All the songs are sung in English, much to the delight of Anglophone visitors, many of whom can fully participate in the bloco experience for the first time.

The group's debut last year was so successful that the crowd was packed so tight it became something of a health hazard. It has moved to a more spacious location for Monday's show. Tens of thousands of costumed revelers are expected to flood the Flamengo Park, off of Rio's iconic Guanabara Bay, for the event.

Sargento Pimenta is not the sole offbeat bloco offering. There's also the "Blocao," an animal-themed street party where pet owners in shorts and flip-flops parade their cats and dogs, dressed up as pirates, princesses and cave-pets; and Paraty, a coastal colonial city south of Rio, is home to the "Bloco da Lama," or "Mud Bloco," where revelers tramp through, dive into and otherwise cover themselves in sticky mud.

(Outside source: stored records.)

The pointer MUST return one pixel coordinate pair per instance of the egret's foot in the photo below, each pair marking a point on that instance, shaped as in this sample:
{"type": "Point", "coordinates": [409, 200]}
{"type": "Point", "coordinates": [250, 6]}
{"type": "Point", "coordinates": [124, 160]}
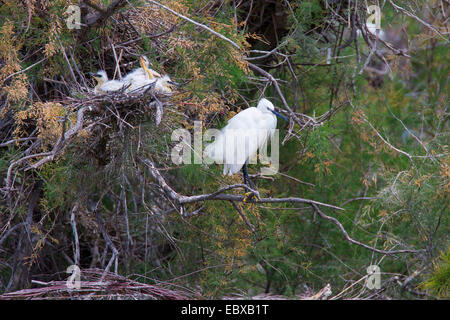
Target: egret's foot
{"type": "Point", "coordinates": [249, 196]}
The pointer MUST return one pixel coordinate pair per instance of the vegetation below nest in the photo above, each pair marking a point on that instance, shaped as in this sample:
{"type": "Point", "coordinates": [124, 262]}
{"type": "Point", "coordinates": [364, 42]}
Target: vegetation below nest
{"type": "Point", "coordinates": [89, 180]}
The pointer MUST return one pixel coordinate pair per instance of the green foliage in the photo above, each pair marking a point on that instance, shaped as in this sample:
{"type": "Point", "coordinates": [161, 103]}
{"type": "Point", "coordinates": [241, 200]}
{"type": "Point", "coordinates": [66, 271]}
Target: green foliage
{"type": "Point", "coordinates": [439, 281]}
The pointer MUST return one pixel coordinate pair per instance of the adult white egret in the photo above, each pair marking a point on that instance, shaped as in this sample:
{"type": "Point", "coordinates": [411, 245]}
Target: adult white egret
{"type": "Point", "coordinates": [240, 139]}
{"type": "Point", "coordinates": [104, 85]}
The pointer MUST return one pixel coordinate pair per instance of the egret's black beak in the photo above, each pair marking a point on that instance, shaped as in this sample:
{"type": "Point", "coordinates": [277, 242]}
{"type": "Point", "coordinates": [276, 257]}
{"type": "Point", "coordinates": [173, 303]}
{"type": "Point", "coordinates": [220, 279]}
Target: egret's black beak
{"type": "Point", "coordinates": [280, 115]}
{"type": "Point", "coordinates": [174, 83]}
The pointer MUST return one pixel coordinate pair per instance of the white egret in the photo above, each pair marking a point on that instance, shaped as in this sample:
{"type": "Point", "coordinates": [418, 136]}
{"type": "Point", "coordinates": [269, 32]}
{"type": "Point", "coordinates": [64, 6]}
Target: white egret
{"type": "Point", "coordinates": [240, 139]}
{"type": "Point", "coordinates": [104, 85]}
{"type": "Point", "coordinates": [372, 28]}
{"type": "Point", "coordinates": [139, 77]}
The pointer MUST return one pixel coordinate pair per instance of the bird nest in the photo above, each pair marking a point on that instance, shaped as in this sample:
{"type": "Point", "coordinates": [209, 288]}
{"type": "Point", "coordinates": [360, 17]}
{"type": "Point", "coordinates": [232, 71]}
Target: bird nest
{"type": "Point", "coordinates": [98, 284]}
{"type": "Point", "coordinates": [86, 118]}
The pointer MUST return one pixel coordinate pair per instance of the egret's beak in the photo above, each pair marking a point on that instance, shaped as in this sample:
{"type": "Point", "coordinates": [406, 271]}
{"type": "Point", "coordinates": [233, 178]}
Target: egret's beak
{"type": "Point", "coordinates": [280, 115]}
{"type": "Point", "coordinates": [174, 83]}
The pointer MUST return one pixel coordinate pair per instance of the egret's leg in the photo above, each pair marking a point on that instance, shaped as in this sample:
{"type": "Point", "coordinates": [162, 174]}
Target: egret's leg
{"type": "Point", "coordinates": [247, 181]}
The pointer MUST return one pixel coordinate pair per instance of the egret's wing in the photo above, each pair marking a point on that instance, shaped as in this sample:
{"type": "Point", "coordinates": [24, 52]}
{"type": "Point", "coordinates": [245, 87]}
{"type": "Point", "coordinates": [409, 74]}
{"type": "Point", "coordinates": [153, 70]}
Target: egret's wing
{"type": "Point", "coordinates": [238, 141]}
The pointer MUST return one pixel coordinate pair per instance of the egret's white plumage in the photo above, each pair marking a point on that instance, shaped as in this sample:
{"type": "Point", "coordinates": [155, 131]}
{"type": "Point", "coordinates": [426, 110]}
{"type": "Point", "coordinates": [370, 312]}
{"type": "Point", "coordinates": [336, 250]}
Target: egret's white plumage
{"type": "Point", "coordinates": [104, 85]}
{"type": "Point", "coordinates": [241, 138]}
{"type": "Point", "coordinates": [140, 77]}
{"type": "Point", "coordinates": [163, 85]}
{"type": "Point", "coordinates": [372, 28]}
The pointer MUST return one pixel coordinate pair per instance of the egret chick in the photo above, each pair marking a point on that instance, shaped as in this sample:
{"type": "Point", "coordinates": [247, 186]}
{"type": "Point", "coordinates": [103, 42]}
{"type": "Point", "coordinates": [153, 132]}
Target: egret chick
{"type": "Point", "coordinates": [240, 139]}
{"type": "Point", "coordinates": [164, 85]}
{"type": "Point", "coordinates": [140, 77]}
{"type": "Point", "coordinates": [104, 85]}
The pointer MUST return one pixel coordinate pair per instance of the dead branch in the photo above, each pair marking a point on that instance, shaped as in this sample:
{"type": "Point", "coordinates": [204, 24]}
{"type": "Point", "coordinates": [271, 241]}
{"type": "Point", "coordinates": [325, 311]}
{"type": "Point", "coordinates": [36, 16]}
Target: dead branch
{"type": "Point", "coordinates": [219, 194]}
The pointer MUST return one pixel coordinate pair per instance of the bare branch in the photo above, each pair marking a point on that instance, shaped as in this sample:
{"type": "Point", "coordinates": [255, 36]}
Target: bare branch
{"type": "Point", "coordinates": [351, 240]}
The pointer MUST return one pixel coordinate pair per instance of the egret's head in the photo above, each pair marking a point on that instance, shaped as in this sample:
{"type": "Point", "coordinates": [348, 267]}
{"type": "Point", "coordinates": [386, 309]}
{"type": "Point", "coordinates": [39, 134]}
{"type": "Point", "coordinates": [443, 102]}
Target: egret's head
{"type": "Point", "coordinates": [165, 84]}
{"type": "Point", "coordinates": [100, 76]}
{"type": "Point", "coordinates": [266, 106]}
{"type": "Point", "coordinates": [143, 60]}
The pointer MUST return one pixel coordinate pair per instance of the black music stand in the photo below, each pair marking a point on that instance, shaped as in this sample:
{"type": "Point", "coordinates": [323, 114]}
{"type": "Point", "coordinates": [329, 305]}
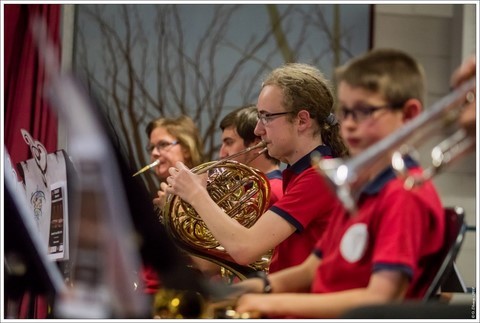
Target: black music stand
{"type": "Point", "coordinates": [26, 267]}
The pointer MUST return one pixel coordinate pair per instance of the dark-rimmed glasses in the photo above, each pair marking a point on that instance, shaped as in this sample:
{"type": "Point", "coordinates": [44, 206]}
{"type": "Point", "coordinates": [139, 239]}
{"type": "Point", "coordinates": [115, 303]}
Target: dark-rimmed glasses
{"type": "Point", "coordinates": [266, 117]}
{"type": "Point", "coordinates": [161, 145]}
{"type": "Point", "coordinates": [361, 113]}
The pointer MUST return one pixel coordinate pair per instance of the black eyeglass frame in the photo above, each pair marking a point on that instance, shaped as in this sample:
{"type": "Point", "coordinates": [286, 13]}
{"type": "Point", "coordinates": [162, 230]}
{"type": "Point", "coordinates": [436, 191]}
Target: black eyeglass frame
{"type": "Point", "coordinates": [363, 112]}
{"type": "Point", "coordinates": [265, 117]}
{"type": "Point", "coordinates": [161, 145]}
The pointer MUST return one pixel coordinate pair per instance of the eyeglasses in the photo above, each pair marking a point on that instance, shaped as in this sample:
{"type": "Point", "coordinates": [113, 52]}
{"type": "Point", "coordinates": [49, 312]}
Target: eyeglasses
{"type": "Point", "coordinates": [266, 117]}
{"type": "Point", "coordinates": [361, 113]}
{"type": "Point", "coordinates": [161, 145]}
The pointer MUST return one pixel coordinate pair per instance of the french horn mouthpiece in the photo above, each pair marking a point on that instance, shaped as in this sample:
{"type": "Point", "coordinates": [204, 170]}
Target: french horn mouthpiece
{"type": "Point", "coordinates": [155, 163]}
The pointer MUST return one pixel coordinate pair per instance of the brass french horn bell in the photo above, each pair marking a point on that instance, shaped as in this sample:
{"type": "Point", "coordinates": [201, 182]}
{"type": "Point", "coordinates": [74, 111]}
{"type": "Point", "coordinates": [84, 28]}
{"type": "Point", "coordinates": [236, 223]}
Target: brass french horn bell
{"type": "Point", "coordinates": [241, 191]}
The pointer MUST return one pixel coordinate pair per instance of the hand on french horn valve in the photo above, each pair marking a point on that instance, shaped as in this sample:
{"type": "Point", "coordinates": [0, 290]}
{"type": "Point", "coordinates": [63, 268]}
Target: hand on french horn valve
{"type": "Point", "coordinates": [183, 182]}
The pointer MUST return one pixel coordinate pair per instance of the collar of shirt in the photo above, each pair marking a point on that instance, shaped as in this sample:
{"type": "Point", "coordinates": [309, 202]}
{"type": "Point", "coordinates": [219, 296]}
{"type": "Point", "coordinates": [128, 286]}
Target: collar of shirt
{"type": "Point", "coordinates": [274, 174]}
{"type": "Point", "coordinates": [386, 176]}
{"type": "Point", "coordinates": [306, 161]}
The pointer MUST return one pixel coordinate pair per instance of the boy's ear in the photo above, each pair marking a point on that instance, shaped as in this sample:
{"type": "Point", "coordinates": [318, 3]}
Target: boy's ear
{"type": "Point", "coordinates": [411, 109]}
{"type": "Point", "coordinates": [304, 118]}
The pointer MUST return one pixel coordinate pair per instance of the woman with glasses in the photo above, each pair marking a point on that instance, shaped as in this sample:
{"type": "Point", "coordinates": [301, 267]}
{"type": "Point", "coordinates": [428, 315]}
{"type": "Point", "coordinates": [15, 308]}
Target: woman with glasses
{"type": "Point", "coordinates": [171, 140]}
{"type": "Point", "coordinates": [295, 119]}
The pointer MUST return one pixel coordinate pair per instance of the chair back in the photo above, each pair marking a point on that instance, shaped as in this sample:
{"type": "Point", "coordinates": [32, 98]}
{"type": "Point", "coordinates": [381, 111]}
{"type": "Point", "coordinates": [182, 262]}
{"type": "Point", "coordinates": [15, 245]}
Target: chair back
{"type": "Point", "coordinates": [455, 228]}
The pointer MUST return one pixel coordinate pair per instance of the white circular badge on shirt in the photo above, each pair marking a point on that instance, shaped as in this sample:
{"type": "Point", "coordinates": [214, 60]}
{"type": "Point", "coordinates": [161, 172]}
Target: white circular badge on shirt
{"type": "Point", "coordinates": [354, 242]}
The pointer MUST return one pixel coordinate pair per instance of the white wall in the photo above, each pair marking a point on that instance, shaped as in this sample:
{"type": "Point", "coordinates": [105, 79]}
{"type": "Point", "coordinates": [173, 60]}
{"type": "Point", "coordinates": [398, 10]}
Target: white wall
{"type": "Point", "coordinates": [440, 36]}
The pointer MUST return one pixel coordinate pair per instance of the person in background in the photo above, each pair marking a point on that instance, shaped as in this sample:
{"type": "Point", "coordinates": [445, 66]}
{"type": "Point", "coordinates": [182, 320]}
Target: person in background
{"type": "Point", "coordinates": [464, 72]}
{"type": "Point", "coordinates": [237, 135]}
{"type": "Point", "coordinates": [170, 140]}
{"type": "Point", "coordinates": [383, 253]}
{"type": "Point", "coordinates": [295, 119]}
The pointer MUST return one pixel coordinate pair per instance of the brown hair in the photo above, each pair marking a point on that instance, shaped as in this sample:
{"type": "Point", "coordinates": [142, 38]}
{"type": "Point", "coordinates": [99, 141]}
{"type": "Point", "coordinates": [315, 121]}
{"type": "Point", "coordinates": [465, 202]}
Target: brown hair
{"type": "Point", "coordinates": [392, 73]}
{"type": "Point", "coordinates": [305, 88]}
{"type": "Point", "coordinates": [244, 119]}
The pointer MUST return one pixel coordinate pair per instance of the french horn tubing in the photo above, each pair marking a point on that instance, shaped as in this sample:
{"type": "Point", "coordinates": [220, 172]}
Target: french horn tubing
{"type": "Point", "coordinates": [348, 177]}
{"type": "Point", "coordinates": [242, 192]}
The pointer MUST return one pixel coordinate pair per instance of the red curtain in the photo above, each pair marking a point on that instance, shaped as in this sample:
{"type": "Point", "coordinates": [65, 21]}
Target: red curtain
{"type": "Point", "coordinates": [25, 105]}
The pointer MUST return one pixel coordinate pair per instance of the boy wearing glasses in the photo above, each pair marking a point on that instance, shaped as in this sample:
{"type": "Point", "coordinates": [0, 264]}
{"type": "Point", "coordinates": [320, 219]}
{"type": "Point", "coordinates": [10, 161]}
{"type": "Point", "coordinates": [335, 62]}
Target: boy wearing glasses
{"type": "Point", "coordinates": [382, 252]}
{"type": "Point", "coordinates": [295, 119]}
{"type": "Point", "coordinates": [237, 135]}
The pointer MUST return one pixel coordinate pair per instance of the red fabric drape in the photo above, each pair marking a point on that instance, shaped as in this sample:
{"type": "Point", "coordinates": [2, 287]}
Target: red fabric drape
{"type": "Point", "coordinates": [25, 105]}
{"type": "Point", "coordinates": [24, 76]}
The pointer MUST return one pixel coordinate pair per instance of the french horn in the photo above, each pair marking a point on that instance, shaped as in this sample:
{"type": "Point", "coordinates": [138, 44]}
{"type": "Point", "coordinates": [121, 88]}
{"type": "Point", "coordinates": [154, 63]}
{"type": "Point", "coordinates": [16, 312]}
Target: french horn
{"type": "Point", "coordinates": [241, 191]}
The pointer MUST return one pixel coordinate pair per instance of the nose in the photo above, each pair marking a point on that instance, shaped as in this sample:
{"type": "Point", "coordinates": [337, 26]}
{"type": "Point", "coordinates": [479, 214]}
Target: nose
{"type": "Point", "coordinates": [223, 152]}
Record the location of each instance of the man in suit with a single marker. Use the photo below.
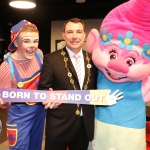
(69, 124)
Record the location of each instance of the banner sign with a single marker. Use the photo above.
(90, 97)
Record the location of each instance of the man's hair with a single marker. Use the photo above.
(74, 20)
(28, 28)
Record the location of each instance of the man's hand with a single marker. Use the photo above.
(51, 105)
(4, 105)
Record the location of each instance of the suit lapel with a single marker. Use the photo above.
(86, 70)
(71, 68)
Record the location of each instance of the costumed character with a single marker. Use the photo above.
(21, 69)
(121, 52)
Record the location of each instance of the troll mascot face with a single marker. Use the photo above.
(121, 52)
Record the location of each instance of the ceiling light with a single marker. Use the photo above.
(80, 1)
(23, 4)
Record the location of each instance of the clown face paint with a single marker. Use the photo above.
(27, 45)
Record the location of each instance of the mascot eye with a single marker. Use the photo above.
(130, 61)
(113, 56)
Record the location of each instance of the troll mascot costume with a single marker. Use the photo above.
(121, 52)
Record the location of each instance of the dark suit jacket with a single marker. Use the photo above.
(61, 123)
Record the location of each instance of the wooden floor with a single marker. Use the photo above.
(3, 136)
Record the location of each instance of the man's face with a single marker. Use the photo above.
(27, 44)
(74, 36)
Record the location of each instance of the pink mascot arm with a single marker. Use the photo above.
(93, 40)
(146, 89)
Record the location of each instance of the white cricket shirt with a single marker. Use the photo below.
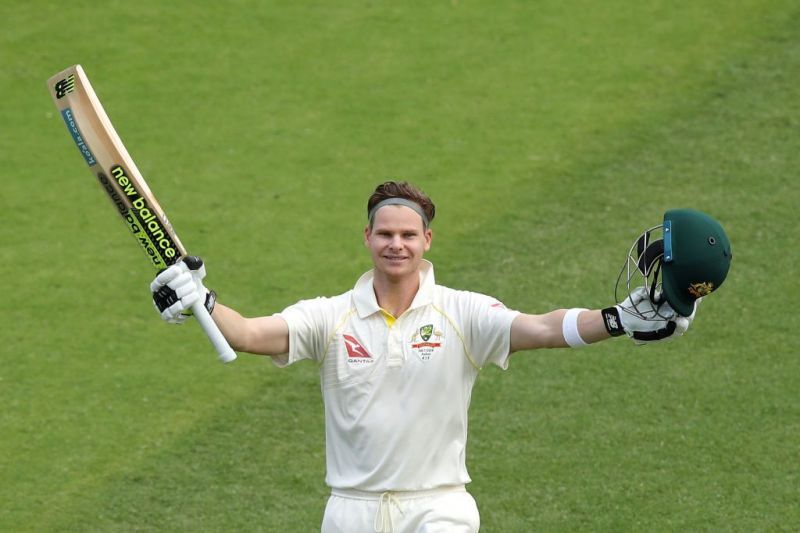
(396, 396)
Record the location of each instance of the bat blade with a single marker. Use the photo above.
(102, 150)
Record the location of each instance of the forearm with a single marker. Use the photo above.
(268, 335)
(531, 332)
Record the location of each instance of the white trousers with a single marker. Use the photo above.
(443, 510)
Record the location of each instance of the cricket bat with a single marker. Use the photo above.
(107, 158)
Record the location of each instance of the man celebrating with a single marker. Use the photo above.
(398, 356)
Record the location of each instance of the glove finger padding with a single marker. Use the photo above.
(176, 289)
(646, 321)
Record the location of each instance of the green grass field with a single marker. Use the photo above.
(548, 133)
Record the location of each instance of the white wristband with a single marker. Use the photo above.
(569, 328)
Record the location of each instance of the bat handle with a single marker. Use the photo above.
(226, 354)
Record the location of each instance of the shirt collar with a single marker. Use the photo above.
(364, 294)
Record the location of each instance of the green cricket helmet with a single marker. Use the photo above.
(689, 261)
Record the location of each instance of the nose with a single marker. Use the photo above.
(396, 242)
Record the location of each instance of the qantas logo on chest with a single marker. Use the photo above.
(355, 352)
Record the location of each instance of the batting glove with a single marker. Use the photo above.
(177, 288)
(645, 321)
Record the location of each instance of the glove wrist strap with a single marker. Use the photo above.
(612, 321)
(211, 301)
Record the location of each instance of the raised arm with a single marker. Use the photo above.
(637, 317)
(265, 335)
(530, 332)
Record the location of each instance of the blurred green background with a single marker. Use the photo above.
(549, 134)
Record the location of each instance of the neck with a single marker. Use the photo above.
(395, 295)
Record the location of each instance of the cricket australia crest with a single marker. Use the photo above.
(698, 290)
(426, 342)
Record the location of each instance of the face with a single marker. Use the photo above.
(397, 241)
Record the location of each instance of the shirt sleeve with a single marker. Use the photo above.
(308, 330)
(488, 330)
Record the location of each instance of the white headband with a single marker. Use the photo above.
(399, 201)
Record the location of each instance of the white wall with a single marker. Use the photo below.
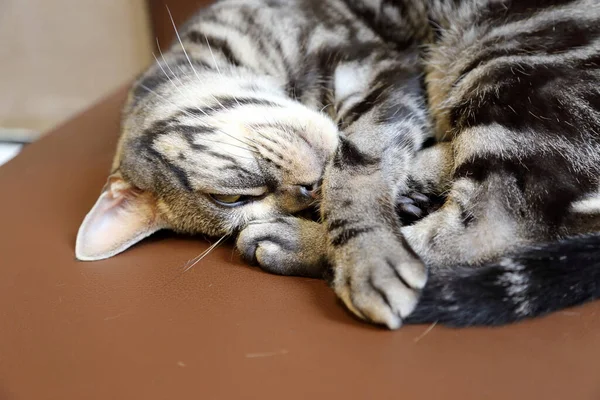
(59, 56)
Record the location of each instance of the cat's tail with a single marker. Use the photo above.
(530, 283)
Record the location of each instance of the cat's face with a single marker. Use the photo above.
(207, 155)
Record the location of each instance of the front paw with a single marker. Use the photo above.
(379, 279)
(285, 246)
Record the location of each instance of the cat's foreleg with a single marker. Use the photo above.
(375, 272)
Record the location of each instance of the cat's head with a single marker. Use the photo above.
(206, 154)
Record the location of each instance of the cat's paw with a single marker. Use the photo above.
(414, 206)
(379, 279)
(285, 246)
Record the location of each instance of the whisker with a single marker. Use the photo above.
(199, 257)
(181, 43)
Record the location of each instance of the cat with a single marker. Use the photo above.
(367, 110)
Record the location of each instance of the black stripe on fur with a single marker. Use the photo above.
(529, 284)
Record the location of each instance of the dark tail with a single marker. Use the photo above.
(531, 283)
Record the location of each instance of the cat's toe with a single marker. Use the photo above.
(383, 286)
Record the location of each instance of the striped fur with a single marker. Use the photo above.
(492, 104)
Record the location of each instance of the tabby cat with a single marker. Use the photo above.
(369, 109)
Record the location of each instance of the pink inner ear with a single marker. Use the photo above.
(122, 216)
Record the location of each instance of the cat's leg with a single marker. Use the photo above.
(375, 272)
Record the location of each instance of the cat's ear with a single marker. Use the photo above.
(122, 216)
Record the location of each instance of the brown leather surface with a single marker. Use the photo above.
(137, 327)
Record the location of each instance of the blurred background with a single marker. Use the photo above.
(59, 57)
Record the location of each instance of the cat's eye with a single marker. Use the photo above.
(228, 199)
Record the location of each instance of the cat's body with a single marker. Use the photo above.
(275, 101)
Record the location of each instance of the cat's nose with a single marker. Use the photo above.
(309, 191)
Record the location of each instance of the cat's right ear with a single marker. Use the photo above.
(122, 216)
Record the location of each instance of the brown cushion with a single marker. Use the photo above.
(137, 326)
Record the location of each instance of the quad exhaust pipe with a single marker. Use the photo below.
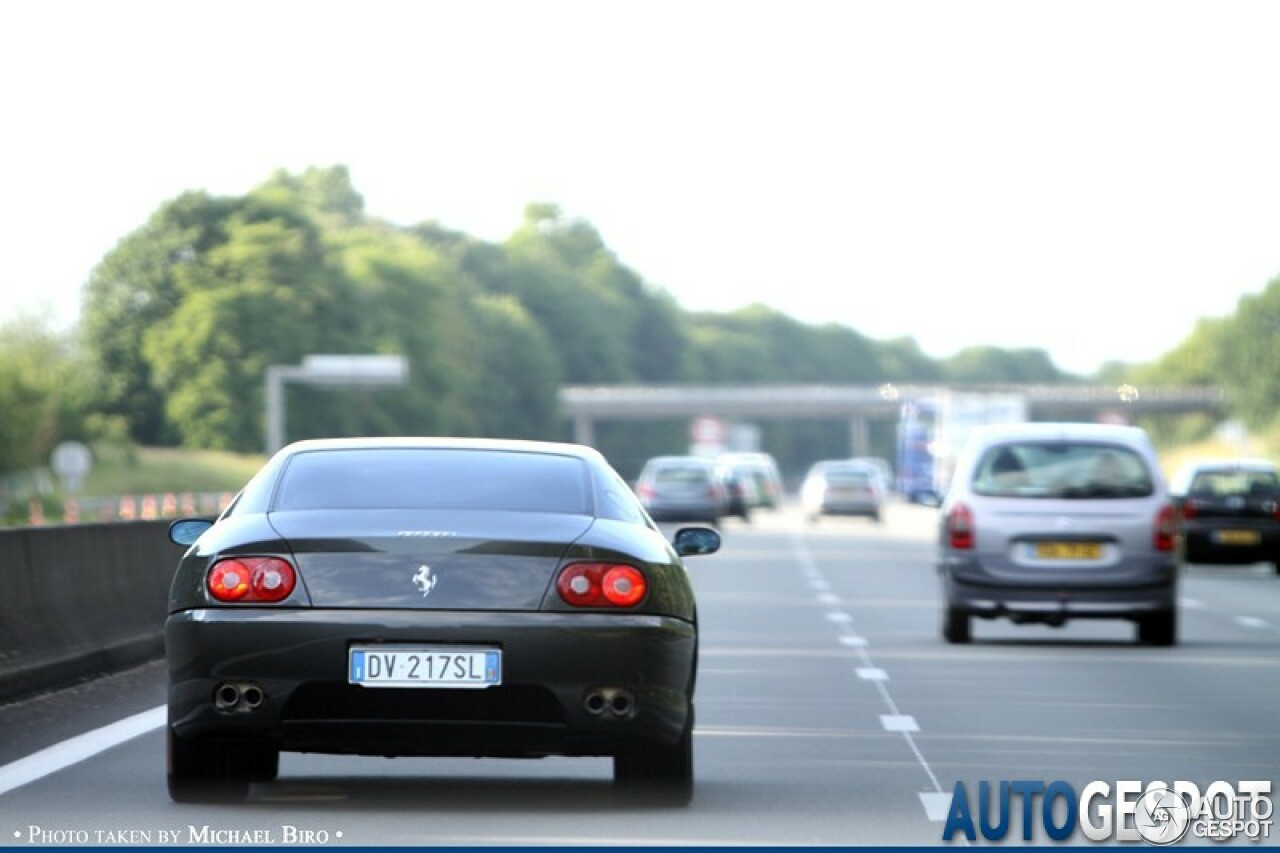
(238, 696)
(609, 702)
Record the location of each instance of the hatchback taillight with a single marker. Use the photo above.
(251, 579)
(960, 528)
(1166, 528)
(600, 584)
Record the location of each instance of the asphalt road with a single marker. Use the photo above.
(828, 712)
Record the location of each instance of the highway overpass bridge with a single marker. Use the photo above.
(860, 404)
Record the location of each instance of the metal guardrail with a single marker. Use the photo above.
(131, 507)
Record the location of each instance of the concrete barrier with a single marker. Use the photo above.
(77, 601)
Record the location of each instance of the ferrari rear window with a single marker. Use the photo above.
(434, 478)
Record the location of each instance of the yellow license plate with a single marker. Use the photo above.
(1239, 537)
(1068, 550)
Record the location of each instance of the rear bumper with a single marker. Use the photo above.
(1056, 600)
(552, 662)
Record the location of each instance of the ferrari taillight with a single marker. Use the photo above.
(600, 584)
(251, 579)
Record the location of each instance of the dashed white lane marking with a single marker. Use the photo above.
(936, 806)
(899, 723)
(77, 749)
(936, 802)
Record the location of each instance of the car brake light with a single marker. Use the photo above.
(600, 584)
(251, 579)
(1166, 528)
(960, 528)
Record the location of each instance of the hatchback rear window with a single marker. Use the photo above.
(682, 474)
(848, 477)
(434, 478)
(1063, 470)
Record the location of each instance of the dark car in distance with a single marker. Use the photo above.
(1229, 511)
(432, 597)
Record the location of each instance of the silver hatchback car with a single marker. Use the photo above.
(1045, 523)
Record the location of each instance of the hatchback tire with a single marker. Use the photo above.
(1159, 629)
(955, 625)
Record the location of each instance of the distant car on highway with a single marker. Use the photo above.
(842, 487)
(682, 488)
(1047, 523)
(1229, 511)
(763, 469)
(744, 491)
(432, 597)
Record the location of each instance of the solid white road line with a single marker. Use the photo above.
(76, 749)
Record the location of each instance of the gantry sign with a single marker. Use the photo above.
(858, 404)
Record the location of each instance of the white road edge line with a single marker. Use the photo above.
(80, 748)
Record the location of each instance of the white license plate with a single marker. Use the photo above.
(428, 666)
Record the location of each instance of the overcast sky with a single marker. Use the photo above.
(1084, 177)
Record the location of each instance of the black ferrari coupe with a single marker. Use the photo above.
(432, 597)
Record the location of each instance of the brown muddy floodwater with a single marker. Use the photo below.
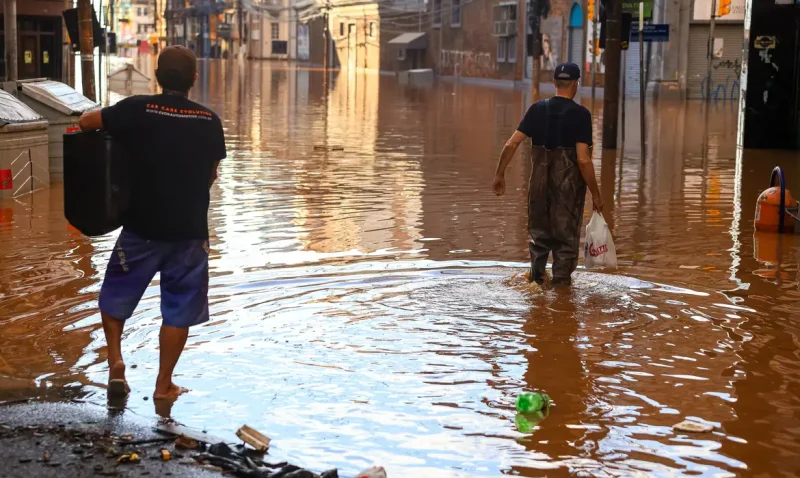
(362, 307)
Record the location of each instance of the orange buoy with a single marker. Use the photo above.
(768, 211)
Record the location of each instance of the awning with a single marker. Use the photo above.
(411, 41)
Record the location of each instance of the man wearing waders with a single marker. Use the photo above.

And for those who like to take a less participative role in Carnival celebrations, Rio's iconic Sambadrome samba school competition moves into its second and final day on Monday night.

Nearly 100,000 paying spectactors turn out for the all-night spectacle, which includes troupes of samba dancers whose costumes consist largely of body glitter and oversized feathered wings, older women in pup tent-sized hoop skirts and giant floats covered in outlandish, oversized decoration. The parade starts shortly after sundown and doesn't finish till dawn, with the winner out of the 13 participating schools announced later in the week.